More than three quarters of all clinical trial subjects were enrolled overseas, and yet the FDA inspected just 45 foreign investigative sites in 2008. That’s just 0.7% of all overseas sites that enrolled a trial subject.
This is according to a new report from the U.S. Department of Health and Human Services’ Office of Inspector General (OIG). The report, “Challenges to FDA’s Ability to Monitor and Inspect Foreign Clinical Trials,” looked at the 129 marketing applications for drugs and biologics approved by the U.S. Food and Drug Administration (FDA) in fiscal 2008. It revealed that sites were inspected in only 20 of the 72 countries identified in the OIG review of marketing applications, and that some of the countries not inspected enrolled significant numbers of subjects (for example: Peru, with 13,628; Columbia, with 5,480; and Chile with 4,949). Almost 78% of the 299,701 subjects recruited for clinical trials in 2008 were enrolled at sites outside the U.S.
But the problem is not just overseas: the FDA inspected just 102 U.S. sites in 2008, which constituted 1.9% of the U.S. total. So, though inspection of overseas sites is low, inspection of U.S. sites is low, too.
The reason is lack of resources, said Christine Pierre, president of 16-year-old site network RxTrials.

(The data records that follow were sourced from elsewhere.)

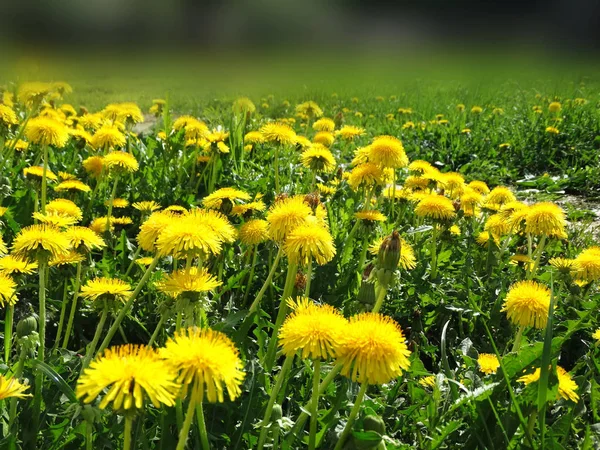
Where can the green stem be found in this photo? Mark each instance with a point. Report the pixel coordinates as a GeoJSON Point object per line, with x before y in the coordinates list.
{"type": "Point", "coordinates": [127, 432]}
{"type": "Point", "coordinates": [287, 364]}
{"type": "Point", "coordinates": [63, 313]}
{"type": "Point", "coordinates": [125, 310]}
{"type": "Point", "coordinates": [202, 426]}
{"type": "Point", "coordinates": [189, 416]}
{"type": "Point", "coordinates": [73, 306]}
{"type": "Point", "coordinates": [90, 350]}
{"type": "Point", "coordinates": [351, 417]}
{"type": "Point", "coordinates": [37, 401]}
{"type": "Point", "coordinates": [44, 178]}
{"type": "Point", "coordinates": [308, 279]}
{"type": "Point", "coordinates": [8, 323]}
{"type": "Point", "coordinates": [287, 291]}
{"type": "Point", "coordinates": [267, 282]}
{"type": "Point", "coordinates": [312, 437]}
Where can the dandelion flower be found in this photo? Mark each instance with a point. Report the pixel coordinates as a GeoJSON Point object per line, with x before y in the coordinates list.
{"type": "Point", "coordinates": [527, 304]}
{"type": "Point", "coordinates": [387, 151]}
{"type": "Point", "coordinates": [308, 242]}
{"type": "Point", "coordinates": [131, 374]}
{"type": "Point", "coordinates": [106, 289]}
{"type": "Point", "coordinates": [314, 329]}
{"type": "Point", "coordinates": [11, 387]}
{"type": "Point", "coordinates": [46, 131]}
{"type": "Point", "coordinates": [121, 161]}
{"type": "Point", "coordinates": [435, 207]}
{"type": "Point", "coordinates": [566, 386]}
{"type": "Point", "coordinates": [40, 238]}
{"type": "Point", "coordinates": [488, 363]}
{"type": "Point", "coordinates": [373, 349]}
{"type": "Point", "coordinates": [208, 360]}
{"type": "Point", "coordinates": [13, 264]}
{"type": "Point", "coordinates": [192, 281]}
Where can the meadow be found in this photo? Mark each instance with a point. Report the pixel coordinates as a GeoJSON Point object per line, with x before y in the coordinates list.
{"type": "Point", "coordinates": [341, 264]}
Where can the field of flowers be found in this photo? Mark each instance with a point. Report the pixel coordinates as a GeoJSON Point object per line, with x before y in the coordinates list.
{"type": "Point", "coordinates": [309, 271]}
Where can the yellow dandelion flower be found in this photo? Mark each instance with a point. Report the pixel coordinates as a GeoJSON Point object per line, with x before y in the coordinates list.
{"type": "Point", "coordinates": [286, 215]}
{"type": "Point", "coordinates": [12, 388]}
{"type": "Point", "coordinates": [72, 185]}
{"type": "Point", "coordinates": [527, 304]}
{"type": "Point", "coordinates": [566, 386]}
{"type": "Point", "coordinates": [307, 242]}
{"type": "Point", "coordinates": [387, 151]}
{"type": "Point", "coordinates": [106, 289]}
{"type": "Point", "coordinates": [587, 264]}
{"type": "Point", "coordinates": [131, 374]}
{"type": "Point", "coordinates": [373, 349]}
{"type": "Point", "coordinates": [120, 161]}
{"type": "Point", "coordinates": [46, 131]}
{"type": "Point", "coordinates": [208, 360]}
{"type": "Point", "coordinates": [435, 207]}
{"type": "Point", "coordinates": [315, 330]}
{"type": "Point", "coordinates": [254, 232]}
{"type": "Point", "coordinates": [278, 133]}
{"type": "Point", "coordinates": [7, 290]}
{"type": "Point", "coordinates": [545, 219]}
{"type": "Point", "coordinates": [488, 363]}
{"type": "Point", "coordinates": [40, 238]}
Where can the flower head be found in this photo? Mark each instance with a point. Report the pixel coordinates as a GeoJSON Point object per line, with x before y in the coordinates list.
{"type": "Point", "coordinates": [488, 363]}
{"type": "Point", "coordinates": [46, 131]}
{"type": "Point", "coordinates": [307, 242]}
{"type": "Point", "coordinates": [373, 349]}
{"type": "Point", "coordinates": [314, 329]}
{"type": "Point", "coordinates": [527, 304]}
{"type": "Point", "coordinates": [11, 387]}
{"type": "Point", "coordinates": [106, 289]}
{"type": "Point", "coordinates": [131, 373]}
{"type": "Point", "coordinates": [184, 281]}
{"type": "Point", "coordinates": [40, 238]}
{"type": "Point", "coordinates": [208, 360]}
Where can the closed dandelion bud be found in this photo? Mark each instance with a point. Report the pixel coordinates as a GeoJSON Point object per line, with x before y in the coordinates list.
{"type": "Point", "coordinates": [226, 206]}
{"type": "Point", "coordinates": [26, 326]}
{"type": "Point", "coordinates": [277, 413]}
{"type": "Point", "coordinates": [374, 423]}
{"type": "Point", "coordinates": [300, 283]}
{"type": "Point", "coordinates": [366, 293]}
{"type": "Point", "coordinates": [312, 200]}
{"type": "Point", "coordinates": [389, 252]}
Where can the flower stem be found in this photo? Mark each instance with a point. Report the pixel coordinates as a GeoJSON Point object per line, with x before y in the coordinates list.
{"type": "Point", "coordinates": [267, 417]}
{"type": "Point", "coordinates": [90, 350]}
{"type": "Point", "coordinates": [189, 416]}
{"type": "Point", "coordinates": [312, 437]}
{"type": "Point", "coordinates": [8, 323]}
{"type": "Point", "coordinates": [352, 417]}
{"type": "Point", "coordinates": [73, 306]}
{"type": "Point", "coordinates": [202, 426]}
{"type": "Point", "coordinates": [125, 309]}
{"type": "Point", "coordinates": [267, 282]}
{"type": "Point", "coordinates": [127, 432]}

“This is a critical branch of government that is responsible for overseeing clinical research and they want to be accountable, but they can only do so much with the limited resources they have,” Pierre said. “Now that it has been established that we’re truly going to be a global industry, we must empower the agency with not only the proper relationships in these countries but also the resources to execute inspections appropriately.”
Pierre added that she hopes the report will serve to engender public support for more FDA funding so it can increase oversight of investigative sites both here and abroad.

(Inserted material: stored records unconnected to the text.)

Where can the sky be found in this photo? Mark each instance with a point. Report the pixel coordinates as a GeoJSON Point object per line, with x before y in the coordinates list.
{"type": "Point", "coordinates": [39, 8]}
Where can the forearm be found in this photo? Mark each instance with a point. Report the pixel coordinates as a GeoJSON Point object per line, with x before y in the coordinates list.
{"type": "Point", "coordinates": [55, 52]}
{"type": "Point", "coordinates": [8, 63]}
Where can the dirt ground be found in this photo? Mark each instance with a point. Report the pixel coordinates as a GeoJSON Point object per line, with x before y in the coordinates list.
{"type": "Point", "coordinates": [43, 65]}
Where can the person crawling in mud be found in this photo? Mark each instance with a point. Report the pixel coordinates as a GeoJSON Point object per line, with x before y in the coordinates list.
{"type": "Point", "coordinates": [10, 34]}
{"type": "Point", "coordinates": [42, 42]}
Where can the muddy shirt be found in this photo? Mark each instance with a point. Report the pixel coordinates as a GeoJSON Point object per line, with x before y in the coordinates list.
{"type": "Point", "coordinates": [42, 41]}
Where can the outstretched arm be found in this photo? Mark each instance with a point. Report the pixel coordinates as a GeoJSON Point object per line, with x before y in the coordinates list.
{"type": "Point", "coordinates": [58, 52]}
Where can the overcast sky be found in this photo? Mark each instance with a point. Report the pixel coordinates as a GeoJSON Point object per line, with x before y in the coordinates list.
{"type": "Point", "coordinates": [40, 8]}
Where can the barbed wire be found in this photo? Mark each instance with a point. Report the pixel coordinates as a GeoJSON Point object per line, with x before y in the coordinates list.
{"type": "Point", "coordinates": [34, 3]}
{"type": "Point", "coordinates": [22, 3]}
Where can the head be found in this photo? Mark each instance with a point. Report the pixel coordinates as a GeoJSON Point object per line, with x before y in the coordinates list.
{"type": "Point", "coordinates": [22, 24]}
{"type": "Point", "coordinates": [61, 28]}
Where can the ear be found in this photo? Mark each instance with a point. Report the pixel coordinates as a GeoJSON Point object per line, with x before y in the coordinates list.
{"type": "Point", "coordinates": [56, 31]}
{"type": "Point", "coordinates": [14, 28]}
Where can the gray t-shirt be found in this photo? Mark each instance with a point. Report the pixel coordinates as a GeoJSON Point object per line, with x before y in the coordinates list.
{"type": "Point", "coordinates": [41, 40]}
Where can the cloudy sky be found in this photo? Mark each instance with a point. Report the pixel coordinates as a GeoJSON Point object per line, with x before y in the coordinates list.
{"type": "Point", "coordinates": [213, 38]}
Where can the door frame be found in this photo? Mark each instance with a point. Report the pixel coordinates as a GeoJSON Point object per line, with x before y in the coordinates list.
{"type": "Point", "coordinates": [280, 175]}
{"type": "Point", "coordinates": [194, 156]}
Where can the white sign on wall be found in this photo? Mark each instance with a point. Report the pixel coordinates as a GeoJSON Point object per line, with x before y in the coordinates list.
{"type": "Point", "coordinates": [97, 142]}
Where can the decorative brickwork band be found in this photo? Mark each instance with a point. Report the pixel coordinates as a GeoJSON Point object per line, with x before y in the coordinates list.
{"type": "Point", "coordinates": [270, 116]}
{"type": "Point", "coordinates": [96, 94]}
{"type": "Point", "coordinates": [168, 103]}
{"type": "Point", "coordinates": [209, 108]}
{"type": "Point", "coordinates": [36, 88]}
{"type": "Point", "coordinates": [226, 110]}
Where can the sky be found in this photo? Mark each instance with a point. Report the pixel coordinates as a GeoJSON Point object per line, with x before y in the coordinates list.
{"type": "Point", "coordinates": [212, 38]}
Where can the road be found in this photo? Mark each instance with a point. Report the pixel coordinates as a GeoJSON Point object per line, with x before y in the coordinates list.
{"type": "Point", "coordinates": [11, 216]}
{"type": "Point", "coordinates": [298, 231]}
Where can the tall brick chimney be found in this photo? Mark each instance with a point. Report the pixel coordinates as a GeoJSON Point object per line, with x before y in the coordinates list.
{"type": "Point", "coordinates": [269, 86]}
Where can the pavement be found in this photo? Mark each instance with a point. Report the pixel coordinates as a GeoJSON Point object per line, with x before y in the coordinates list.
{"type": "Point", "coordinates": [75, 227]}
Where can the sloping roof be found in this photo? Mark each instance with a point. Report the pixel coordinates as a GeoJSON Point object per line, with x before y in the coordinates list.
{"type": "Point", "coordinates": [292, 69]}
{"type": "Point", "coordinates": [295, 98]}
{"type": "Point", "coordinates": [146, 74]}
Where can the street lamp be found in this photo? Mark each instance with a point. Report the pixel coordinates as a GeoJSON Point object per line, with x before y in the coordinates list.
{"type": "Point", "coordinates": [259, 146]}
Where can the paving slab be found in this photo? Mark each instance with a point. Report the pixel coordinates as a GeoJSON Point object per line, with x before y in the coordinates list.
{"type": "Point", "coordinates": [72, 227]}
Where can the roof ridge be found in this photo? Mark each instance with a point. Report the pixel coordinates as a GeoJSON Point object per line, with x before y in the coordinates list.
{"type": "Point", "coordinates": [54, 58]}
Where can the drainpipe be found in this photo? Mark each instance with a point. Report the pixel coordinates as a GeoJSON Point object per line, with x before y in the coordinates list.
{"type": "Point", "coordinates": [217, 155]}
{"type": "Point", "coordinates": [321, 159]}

In the report, the OIG suggested that the FDA require sponsors to submit clinical trial data in a standardized electronic format so that FDA reviewers can better analyze it. From there, the FDA could create an internal database for culling trial data and thus could better choose sites for inspection. In addition, the OIG suggested stepping up inspection of sites in countries where adoption of Good Clinical Practice standards is new.
Watching the industry scramble to go overseas has Tracy Blumenfeld, CEO of RapidTrials, shaking her head. Rapid-Trials helps U.S. investigative sites improve their operations.
“If all the money, time and effort that’s been invested in figuring out how to run global clinical research had been invested in sites in the U.S., we would have achieved significant improvements in the model here, and sponsors would have gotten the same impact economically,” Blumenfeld said.